Durante questa visita i protagonisti hanno sottolineato spesso il contributo degli italo-americani e della cultura italiana nel fare l’America.

È vero, in particolare in questo preciso momento e nel settore della difesa. Sono italo-americane le figure in prima linea con Russia e Cina. Faccio tre esempi: alla guida del comando statunitense nell’Indo-Pacifico c’è l’ammiraglio Chris Aquilino e il successore sarà Samuel Paparo; alla guida di quello in Europa c’è Christopher Cavoli, preceduto dal 2016 al 2019 da Curtis Scaparrotti; nei giorni scorsi alla Marina è stata nominata Lisa Franchetti, prima donna a capo di questa forza armata statunitense.

Un tema centrale dell’incontro alla Casa Bianca è stato il rapporto con la Cina. L’Italia sembra decisa a non rinnovare il memorandum d’intesa sulla Via della Seta. Ma quali saranno i rapporti tra Occidente e Cina?

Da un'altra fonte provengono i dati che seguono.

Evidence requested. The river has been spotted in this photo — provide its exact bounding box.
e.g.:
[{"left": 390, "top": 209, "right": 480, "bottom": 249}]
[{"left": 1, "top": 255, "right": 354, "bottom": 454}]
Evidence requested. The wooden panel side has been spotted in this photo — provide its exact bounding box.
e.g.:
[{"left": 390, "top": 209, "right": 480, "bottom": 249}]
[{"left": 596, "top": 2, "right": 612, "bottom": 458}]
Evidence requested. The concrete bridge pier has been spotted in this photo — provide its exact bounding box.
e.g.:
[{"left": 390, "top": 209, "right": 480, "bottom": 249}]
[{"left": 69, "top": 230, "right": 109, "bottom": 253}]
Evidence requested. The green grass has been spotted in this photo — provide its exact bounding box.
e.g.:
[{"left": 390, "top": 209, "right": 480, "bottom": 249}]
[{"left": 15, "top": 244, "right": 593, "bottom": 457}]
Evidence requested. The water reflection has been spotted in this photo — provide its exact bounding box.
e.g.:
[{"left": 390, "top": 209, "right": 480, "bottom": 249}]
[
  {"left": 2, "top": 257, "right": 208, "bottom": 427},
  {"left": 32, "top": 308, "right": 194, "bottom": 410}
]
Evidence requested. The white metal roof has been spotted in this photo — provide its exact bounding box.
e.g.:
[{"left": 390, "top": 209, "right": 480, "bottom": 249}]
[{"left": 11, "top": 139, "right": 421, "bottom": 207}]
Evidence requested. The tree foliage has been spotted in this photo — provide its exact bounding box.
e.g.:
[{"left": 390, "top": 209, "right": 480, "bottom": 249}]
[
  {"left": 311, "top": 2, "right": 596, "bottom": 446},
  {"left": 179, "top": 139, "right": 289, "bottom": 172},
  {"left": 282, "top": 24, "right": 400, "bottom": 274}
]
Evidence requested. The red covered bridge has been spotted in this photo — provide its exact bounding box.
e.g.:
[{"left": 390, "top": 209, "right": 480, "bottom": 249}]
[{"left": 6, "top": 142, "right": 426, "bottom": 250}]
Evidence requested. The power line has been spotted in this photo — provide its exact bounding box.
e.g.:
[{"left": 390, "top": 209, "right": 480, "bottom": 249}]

Meloni ha fatto bene a sottolineare che la decisione sulla Via della Seta spetta all’Italia e che non c’è alcun diktat americano. Oggi, fallita la visione molto giornalistica del decoupling, si lavora al derisking. Mentre la Cina ha un approccio competitivo a tutto campo, l’amministrazione Biden ha scelto un approccio sia cooperativo, come dimostrano le recenti visite, sia competitivo. È necessario però definire i limiti della cooperazione economica, i settori strategici che bisogna salvaguardare, settori commerciali che no pongono rischi, e tenere conto delle ampie zone grigie. Bisogna ricordare la lezione appresa dalla dipendenza energetica con la Russia. Il Consiglio Stati Uniti-Unione europea per il commercio e la tecnologia e la presidenza italiana del G7 avranno un ruolo importantissimo in questo senso.